Written by Clay Smith
Tenecteplase was superior to alteplase when given for acute ischemic stroke prior to thrombectomy.
Why does this matter?
Thrombectomy has emerged as the treatment of choice for proximal acute ischemic stroke. Thrombolysis is given prior to thrombectomy. Alteplase is given as an initial bolus followed by an infusion. Tenecteplase is conveniently given all at once as a one-time IV bolus and is more fibrin-specific, which may theoretically have an advantage over alteplase.
Clash of the clot-busters
This was a RCT of 202 patients from 13 locations in Australia and New Zealand, evenly randomized to either alteplase 0.9mg/kg, max 90mg, loading dose over one hour or tenecteplase 0.25mg/kg, max 25mg as a rapid bolus in patients presenting < 4.5 hours from stroke onset who were to undergo thrombectomy.
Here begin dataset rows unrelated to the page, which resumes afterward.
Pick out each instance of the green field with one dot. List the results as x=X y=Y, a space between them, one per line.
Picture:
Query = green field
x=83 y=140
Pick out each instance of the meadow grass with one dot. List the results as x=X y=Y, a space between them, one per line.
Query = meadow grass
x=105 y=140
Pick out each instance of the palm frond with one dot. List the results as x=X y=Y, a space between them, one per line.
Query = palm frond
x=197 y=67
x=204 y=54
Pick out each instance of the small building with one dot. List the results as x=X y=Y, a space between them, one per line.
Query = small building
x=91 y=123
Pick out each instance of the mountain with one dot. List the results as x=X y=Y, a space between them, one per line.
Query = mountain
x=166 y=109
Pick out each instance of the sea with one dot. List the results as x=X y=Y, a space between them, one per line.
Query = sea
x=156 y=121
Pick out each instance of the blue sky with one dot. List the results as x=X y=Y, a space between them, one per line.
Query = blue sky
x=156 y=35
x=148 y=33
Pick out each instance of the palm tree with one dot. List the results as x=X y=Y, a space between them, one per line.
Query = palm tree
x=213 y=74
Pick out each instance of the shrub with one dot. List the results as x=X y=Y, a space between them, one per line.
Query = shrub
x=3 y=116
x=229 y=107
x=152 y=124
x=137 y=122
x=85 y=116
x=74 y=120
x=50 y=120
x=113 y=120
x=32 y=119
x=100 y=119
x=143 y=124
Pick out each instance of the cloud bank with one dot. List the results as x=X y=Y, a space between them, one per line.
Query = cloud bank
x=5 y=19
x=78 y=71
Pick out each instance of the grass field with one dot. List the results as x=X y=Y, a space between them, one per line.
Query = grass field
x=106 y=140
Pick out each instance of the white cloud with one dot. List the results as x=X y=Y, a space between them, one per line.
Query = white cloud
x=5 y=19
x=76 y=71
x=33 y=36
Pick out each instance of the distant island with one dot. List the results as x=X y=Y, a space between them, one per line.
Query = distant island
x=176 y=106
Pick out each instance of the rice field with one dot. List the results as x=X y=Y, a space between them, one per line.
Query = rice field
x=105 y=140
For the primary outcome of 50% reperfusion of the ischemic area or no retrievable clot on angiography, tenecteplase was clearly superior, with 22% vs only 10% with alteplase. For the secondary outcome of neurological outcome at 90 days, modified Rankin scale was 2 for tenecteplase vs 3 for alteplase, which meant tenecteplase was clinically and statistically superior (p = 0.04). But it didn’t have a statistically significant change in either functional (p = 0.06) or excellent (p = 0.2) neurological outcome, though there was a trend favoring tenecteplase. There was also a trend to increased mortality with alteplase that was not statistically significant. Rate of intracranial bleeding was 1% for each group.
Tenecteplase versus Alteplase before Thrombectomy for Ischemic Stroke. N Engl J Med. 2018 Apr 26;378(17):1573-1582. doi: 10.1056/NEJMoa1716405.